The test took place at the Magic Kingdom and Disney’s Hollywood Studios. We were directed to choose one of these parks on each of the two nights of our stay. I chose our arrival day Friday December 14 for DHS and Saturday 15 for the Magic Kingdom. We were offered a list of several attractions and allowed to choose a limited number to reserve with the FastPass+. We were presented with four sample time configurations, but had the ability to go in later and tinker with the timing. In practice, this felt very much like making a meal reservation.

Here are some screen shots of the reservation process:

You are initially presented with four sample FastPass+ itineraries. These can be changed. Note that each time you log on, you have 30 minutes to make your choices.

Some FastPass+ slots do fill completely up, leaving standby as the only option.

You can do a fair amount of tinkering with your FastPass+ selections.
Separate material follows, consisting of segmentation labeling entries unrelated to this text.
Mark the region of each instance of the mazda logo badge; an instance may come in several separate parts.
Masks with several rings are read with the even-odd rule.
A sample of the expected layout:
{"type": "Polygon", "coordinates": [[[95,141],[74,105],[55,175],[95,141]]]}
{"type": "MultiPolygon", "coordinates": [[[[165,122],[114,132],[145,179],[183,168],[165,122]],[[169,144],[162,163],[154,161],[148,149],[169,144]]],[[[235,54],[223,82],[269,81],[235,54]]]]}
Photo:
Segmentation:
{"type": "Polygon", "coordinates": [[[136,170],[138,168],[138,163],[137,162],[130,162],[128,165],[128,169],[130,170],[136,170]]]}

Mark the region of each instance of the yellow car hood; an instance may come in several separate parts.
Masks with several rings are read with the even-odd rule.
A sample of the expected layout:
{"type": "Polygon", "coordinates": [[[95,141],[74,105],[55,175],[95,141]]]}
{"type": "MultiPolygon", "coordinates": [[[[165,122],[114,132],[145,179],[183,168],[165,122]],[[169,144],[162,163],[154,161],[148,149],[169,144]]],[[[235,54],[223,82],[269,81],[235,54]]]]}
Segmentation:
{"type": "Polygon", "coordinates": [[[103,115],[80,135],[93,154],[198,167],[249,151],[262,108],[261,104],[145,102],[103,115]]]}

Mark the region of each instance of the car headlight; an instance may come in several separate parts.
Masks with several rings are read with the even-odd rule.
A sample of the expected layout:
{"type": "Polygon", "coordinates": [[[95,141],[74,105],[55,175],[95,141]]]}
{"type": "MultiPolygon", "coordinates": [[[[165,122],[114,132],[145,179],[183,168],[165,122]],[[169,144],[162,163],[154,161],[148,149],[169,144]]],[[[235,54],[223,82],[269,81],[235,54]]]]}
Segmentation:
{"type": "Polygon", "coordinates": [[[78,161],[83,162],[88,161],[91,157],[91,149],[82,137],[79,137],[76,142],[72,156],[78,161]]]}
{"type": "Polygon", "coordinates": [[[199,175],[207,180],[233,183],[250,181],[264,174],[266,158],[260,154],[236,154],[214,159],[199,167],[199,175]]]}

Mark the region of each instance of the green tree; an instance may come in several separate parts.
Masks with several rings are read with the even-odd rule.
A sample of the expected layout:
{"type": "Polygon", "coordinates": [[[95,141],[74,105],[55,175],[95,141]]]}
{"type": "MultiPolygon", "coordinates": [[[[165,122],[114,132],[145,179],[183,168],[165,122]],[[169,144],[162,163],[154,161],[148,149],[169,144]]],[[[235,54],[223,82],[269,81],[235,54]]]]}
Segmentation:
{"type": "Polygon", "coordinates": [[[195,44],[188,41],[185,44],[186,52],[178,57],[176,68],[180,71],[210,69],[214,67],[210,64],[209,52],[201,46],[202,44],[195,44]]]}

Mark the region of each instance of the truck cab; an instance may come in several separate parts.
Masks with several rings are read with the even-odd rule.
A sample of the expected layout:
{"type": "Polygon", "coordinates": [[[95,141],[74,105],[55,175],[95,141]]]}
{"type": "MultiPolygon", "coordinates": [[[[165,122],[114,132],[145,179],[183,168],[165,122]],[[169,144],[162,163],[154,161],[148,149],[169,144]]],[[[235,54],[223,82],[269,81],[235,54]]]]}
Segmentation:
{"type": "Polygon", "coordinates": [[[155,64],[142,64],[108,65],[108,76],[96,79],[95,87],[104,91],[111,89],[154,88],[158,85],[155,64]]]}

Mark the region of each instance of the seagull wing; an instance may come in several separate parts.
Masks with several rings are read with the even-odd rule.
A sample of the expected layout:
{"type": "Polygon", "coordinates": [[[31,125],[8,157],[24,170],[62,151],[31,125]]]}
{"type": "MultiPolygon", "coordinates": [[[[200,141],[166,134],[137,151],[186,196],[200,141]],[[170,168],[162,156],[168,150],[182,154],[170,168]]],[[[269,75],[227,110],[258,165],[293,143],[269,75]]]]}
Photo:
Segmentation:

It looks like more attractions may have FastPass+ capability than currently have standard FastPass capability.

You can print your selections, or have them emailed to you.

I’m still processing my thoughts on FastPass+, but here are some initial observations and reflections:

Using my FastPass+ card at Toy Story Mania. A real boon on arrival day.
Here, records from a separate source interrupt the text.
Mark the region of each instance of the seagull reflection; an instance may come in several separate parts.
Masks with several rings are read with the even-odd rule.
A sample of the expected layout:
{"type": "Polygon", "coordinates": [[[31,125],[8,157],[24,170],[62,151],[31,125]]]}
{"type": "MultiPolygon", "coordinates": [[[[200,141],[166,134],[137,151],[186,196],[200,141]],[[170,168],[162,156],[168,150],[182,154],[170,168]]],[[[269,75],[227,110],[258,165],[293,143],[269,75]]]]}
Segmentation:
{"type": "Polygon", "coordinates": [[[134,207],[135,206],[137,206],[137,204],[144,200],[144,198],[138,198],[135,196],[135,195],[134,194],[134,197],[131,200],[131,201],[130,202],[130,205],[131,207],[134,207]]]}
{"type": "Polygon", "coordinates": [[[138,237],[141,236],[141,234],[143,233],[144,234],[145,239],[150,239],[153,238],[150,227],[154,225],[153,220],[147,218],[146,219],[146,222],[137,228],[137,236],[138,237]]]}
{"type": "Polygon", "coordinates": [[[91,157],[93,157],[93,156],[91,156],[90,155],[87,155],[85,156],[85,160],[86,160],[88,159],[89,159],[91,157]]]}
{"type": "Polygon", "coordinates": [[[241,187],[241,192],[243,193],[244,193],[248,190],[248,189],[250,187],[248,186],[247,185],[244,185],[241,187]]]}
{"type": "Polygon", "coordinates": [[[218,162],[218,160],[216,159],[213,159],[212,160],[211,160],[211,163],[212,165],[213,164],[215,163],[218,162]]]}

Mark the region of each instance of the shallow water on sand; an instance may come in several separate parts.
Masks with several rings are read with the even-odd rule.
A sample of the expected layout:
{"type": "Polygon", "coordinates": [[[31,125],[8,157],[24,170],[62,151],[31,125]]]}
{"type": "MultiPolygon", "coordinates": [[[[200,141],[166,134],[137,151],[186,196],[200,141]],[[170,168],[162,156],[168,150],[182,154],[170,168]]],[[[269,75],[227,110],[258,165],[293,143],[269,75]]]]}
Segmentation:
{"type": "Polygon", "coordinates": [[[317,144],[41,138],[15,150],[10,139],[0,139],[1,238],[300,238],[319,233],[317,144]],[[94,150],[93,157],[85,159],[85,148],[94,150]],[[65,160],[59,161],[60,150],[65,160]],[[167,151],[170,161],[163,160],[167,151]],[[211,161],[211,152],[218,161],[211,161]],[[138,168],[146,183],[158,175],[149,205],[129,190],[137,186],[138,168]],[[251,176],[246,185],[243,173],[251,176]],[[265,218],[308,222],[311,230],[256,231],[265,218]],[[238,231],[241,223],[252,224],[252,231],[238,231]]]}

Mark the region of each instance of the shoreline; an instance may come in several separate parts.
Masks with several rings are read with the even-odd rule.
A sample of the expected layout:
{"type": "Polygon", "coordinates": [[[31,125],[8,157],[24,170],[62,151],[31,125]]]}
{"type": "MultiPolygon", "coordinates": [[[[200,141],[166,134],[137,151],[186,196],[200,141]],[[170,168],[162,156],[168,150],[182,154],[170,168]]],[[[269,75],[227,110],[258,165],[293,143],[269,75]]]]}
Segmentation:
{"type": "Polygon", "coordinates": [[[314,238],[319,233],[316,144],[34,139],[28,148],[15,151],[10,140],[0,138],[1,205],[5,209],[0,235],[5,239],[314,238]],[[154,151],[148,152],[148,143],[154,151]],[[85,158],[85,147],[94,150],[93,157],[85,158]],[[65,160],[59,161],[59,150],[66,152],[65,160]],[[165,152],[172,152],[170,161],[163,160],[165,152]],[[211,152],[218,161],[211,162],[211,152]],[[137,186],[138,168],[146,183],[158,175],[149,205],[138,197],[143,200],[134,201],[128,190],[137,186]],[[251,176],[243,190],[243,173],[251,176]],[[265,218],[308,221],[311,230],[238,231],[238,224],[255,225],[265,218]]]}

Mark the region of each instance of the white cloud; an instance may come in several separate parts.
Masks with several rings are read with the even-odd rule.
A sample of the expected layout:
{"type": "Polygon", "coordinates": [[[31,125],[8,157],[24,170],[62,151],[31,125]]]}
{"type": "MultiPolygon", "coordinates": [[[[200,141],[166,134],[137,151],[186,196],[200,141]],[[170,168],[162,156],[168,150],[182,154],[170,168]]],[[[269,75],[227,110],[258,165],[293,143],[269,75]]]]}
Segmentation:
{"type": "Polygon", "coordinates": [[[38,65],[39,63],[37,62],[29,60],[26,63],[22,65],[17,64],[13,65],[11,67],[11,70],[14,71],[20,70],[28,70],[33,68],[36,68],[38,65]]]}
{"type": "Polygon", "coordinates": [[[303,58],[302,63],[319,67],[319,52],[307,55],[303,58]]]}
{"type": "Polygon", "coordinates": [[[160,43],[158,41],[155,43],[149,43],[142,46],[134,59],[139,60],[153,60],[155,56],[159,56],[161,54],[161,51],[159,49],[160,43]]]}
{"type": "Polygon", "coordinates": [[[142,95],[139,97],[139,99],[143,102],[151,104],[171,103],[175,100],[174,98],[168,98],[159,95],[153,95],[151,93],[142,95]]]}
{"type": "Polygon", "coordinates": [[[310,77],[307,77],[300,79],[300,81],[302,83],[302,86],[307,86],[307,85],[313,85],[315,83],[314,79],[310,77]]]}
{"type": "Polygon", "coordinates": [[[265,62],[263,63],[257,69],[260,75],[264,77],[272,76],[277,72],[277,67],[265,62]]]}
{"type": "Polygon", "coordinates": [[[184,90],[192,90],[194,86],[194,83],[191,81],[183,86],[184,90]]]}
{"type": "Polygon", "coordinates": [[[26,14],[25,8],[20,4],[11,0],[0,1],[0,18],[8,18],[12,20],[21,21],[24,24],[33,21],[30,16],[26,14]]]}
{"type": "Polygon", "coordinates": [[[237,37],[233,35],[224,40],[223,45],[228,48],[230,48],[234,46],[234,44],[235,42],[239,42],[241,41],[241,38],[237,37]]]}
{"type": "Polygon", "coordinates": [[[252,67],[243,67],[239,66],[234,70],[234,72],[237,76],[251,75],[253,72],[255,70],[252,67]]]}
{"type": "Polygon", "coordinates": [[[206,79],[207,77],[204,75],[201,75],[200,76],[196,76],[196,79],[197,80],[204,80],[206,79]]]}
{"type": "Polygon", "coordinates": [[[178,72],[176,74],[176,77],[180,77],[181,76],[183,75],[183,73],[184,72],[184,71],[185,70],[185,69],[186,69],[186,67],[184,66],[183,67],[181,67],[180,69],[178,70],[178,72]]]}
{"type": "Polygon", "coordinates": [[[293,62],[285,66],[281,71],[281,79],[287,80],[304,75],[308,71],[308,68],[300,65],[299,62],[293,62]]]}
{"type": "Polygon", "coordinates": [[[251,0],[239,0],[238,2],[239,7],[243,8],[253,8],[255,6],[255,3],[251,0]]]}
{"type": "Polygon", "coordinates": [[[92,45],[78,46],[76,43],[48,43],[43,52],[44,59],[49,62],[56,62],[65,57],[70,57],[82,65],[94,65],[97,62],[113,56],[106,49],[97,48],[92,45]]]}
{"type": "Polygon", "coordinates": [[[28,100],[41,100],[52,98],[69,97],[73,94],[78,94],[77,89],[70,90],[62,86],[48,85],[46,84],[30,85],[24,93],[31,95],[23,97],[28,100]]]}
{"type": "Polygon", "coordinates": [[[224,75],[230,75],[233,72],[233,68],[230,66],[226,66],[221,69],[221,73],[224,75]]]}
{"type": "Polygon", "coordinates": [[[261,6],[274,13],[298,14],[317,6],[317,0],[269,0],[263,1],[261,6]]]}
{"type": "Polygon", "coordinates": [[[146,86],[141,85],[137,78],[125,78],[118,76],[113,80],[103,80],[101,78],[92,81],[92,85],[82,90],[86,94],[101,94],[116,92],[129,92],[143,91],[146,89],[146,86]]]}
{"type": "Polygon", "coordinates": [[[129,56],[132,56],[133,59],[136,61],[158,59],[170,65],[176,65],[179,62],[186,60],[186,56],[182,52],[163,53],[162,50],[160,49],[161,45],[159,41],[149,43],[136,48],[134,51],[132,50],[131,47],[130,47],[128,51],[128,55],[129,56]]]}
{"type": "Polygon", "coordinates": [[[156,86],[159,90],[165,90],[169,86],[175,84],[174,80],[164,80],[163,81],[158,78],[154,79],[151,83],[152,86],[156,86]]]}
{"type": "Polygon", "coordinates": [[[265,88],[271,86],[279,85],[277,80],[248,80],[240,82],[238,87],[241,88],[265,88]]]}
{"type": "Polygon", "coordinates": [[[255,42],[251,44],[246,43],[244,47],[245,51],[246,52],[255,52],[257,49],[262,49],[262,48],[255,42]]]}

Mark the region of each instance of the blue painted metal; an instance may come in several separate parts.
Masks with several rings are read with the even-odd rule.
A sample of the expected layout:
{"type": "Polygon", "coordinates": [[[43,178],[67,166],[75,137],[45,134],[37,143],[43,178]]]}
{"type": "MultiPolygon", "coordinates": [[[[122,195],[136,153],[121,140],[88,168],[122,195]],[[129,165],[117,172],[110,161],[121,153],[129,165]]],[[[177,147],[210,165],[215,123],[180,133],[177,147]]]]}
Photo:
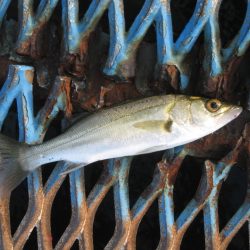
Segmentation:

    • This is an AMAZING tool for WDW arrival days. Our flight to Orlando landed in the late morning. There was no way we could get to Disney’s Hollywood Studios before 1:00 p.m., when Toy Story Midway Mania standard FastPasses are usually long gone and waits of 90 minutes or more are typical. However, because I had a reserved FastPass+ slot at 3:00, we were able to hop right on the attraction at our appointed time. Similarly, this will be a boon for teens or other folks who like to sleep in on vacation. With FastPass+ you could theoretically schedule all your riding in advance for late afternoon or evening. The whole “get to the park before rope drop” mindset may change dramatically.
    • You can set up separate FastPass schedules for each member of your party. This means that you don’t all have to ride together, or even ride the same attractions.
    • There is definitely a “Big Brother is watching you” aspect to this. Each time we used our FastPass+, we were greeted by name. Somehow during the registration process, my husband’s card got coded with my name and vice versa. Cast members remarked on this several times.
    • The guest-specific labeling of the FastPass+ has me wondering what will become of the “FastPass sacrifice.” For example, my daughter Josie LOVES Tower of Terror, I can take it or leave it. Often I’ll use my park ticket to get a FastPass for ToT and give it to her – sacrificing my Pass so that she can ride twice. I hope that enforcement of FastPass+ user identity does not become the norm. Somewhere in the rumor mill I recall hearing that the new card technology will eventually be linked to guest photos. (Just a rumor, I have no scoop.) Would my photo show up if my daughter used my Pass, thus causing her problems?

FastPass+ control station at the Jungle Cruise attraction. You can use this station to modify your FastPass+ selections while in the park.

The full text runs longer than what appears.